鸚鵡の夢

 鸚鵡は夢を見るのか。トリカゴの中で鸚鵡がピーピーと声をだす、彼等も自由に鳴く事がある。彼等は自由に夢をみるか?少なくとも鸚鵡ではない僕は自由な夢をみる、自分ですらその自由さ加減に恐縮する。僕の唯一のペットである鸚鵡は毎日同じ言葉を並べ立てる、僕の鸚鵡は気性が激しく気分屋だ、餌も小屋の掃除も、こっちの方が振り回される、まるで人間関係の気まずさを僕に教えを説くようだ。僕はときたま部屋に放すが、トリカゴは狭いし、見る夢は限られるだろうか?それなら彼は修行僧で、彼はずっとそこで修行をしていたのかもしれない。彼が言葉を真似する理由はなんだろう、種としての理念があるのか、彼等のそのマネは一芸だが、意味も知らない言葉をならべては、時に彼等はつたない言葉使いで何事かを発し、知ったかぶりをしてる風で、生意気に見えて人の感情を損ねることがある。ただ人が解釈したいように解釈をして、彼等が知的だという人もいる、けれど僕は一飼い主でそんなふりはしない、彼等は彼等、僕らは僕ら。僕は僕。
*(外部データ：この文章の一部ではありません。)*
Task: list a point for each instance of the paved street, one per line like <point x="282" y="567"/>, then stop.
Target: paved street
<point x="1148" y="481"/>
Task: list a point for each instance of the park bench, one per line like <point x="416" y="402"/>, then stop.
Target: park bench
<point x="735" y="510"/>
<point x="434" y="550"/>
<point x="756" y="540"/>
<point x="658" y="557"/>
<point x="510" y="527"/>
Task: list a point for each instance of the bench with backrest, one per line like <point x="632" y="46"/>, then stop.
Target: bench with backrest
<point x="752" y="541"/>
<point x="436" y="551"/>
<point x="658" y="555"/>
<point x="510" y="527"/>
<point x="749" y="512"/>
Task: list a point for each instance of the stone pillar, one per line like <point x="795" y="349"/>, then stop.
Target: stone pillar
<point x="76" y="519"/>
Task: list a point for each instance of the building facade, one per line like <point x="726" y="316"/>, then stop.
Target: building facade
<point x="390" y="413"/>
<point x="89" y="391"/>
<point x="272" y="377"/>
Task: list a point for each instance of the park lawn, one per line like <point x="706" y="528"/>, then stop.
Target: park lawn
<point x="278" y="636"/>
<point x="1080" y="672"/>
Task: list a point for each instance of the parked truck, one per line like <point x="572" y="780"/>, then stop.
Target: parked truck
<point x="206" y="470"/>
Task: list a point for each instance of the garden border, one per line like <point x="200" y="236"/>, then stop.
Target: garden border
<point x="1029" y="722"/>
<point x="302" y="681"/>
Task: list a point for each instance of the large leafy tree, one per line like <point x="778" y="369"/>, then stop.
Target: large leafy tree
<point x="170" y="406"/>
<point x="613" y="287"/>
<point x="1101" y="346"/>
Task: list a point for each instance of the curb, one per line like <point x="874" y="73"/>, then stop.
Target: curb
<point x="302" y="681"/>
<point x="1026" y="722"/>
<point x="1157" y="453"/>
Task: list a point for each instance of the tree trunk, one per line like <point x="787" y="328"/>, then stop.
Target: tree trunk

 鸚鵡は僕が起きると、自分からいつもおはようをいう、それは僕が幼いころからそうして話しかけたからだ、幼い、物心つくかつかないころに祖父の知り合いのある鳥売りのおじいさまから鸚鵡をもらった、鸚鵡はとてもめずらしい外国の生き物だった、そのころの記憶といえば、彼等鳥類についているくちばしやその形がとてもめずらしく、材質や、その役割について、もし自分についていたら、なんて考えたりした。彼等の眼はどこをむいているだろう、人間とちがって光の照り返しくらいでしか彼等の目線を探ることもできない。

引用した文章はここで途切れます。